Somente agora, em dezembro, começaram as negociações entre os dois países em outra área complicada, que é a das compensações para imóveis e fábricas de americanos desapropriadas pela revolução de Fidel Castro. Dessas negociações depende, por exemplo, uma normalização dos voos regulares entre Cuba e Estados Unidos. Por enquanto, aviões da Cubana, a companhia de aviação estatal, não podem pousar em aeroportos americanos, pois seriam sequestrados a título de indenização. De outro lado, os cubanos pedem compensação pelos prejuízos econômicos de décadas, causados pelo embargo.
Será que Finca Vigia, a casa de Ernest Hemingway perto de Havana, será incluída entre os imóveis a serem indenizados? O que restará das homenagens a Hemingway? Em Havana Velha está o Hotel Ambos Mundos, que mantém igualzinho ao que era, o quarto na esquina nordeste do quinto andar em que ficava o escritor nos anos 1930, quando não estava no mar – antes de instalar-se a partir de 1939 na sua casa de Finca Vigia, uns 43 mil metros quadrados de terra numa colina com vista sobre o Golfo, a 25 km do centro de Havana.

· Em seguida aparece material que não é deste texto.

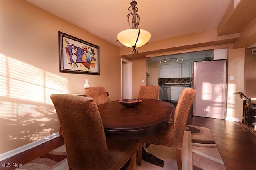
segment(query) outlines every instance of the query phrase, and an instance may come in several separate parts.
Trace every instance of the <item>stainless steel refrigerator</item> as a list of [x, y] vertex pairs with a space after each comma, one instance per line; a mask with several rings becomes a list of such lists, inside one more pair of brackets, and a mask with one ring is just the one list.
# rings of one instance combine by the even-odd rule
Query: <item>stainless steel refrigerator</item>
[[225, 119], [226, 116], [226, 60], [194, 62], [191, 88], [196, 90], [194, 116]]

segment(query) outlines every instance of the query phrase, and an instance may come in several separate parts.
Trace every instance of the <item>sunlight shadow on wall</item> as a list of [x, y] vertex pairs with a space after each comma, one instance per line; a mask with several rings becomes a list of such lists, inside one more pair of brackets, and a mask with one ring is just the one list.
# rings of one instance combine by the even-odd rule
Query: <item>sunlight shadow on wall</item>
[[58, 131], [51, 94], [68, 94], [68, 80], [0, 54], [1, 153]]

Cuba cultiva muitas lembranças de Hemingway: além do Hotel Ambos Mundos, o bar Floridita a nove quadras do hotel, sua casa de tantos anos, Finca Vigia, convertida em museu, o iate Pilar, o busto de bronze oferecido a Hemingway pelos pescadores da aldeia de Cojimar, o hotel “El viejo y el mar” junto à Marina Hemingway, onde até há pouco se realizava anualmente o Torneio Hemingway de pesca de peixe espada. Foi numa dessas competições de pesca, logo depois da revolução, que Fidel Castro encontrou Hemingway. Até 2002 ainda era possível encontrar Gregorio Fuentes, o marinheiro que foi o último capitão do iate Pilar, em Cojimar, e ouvi-lo contar das excursões marítimas de “Papa”.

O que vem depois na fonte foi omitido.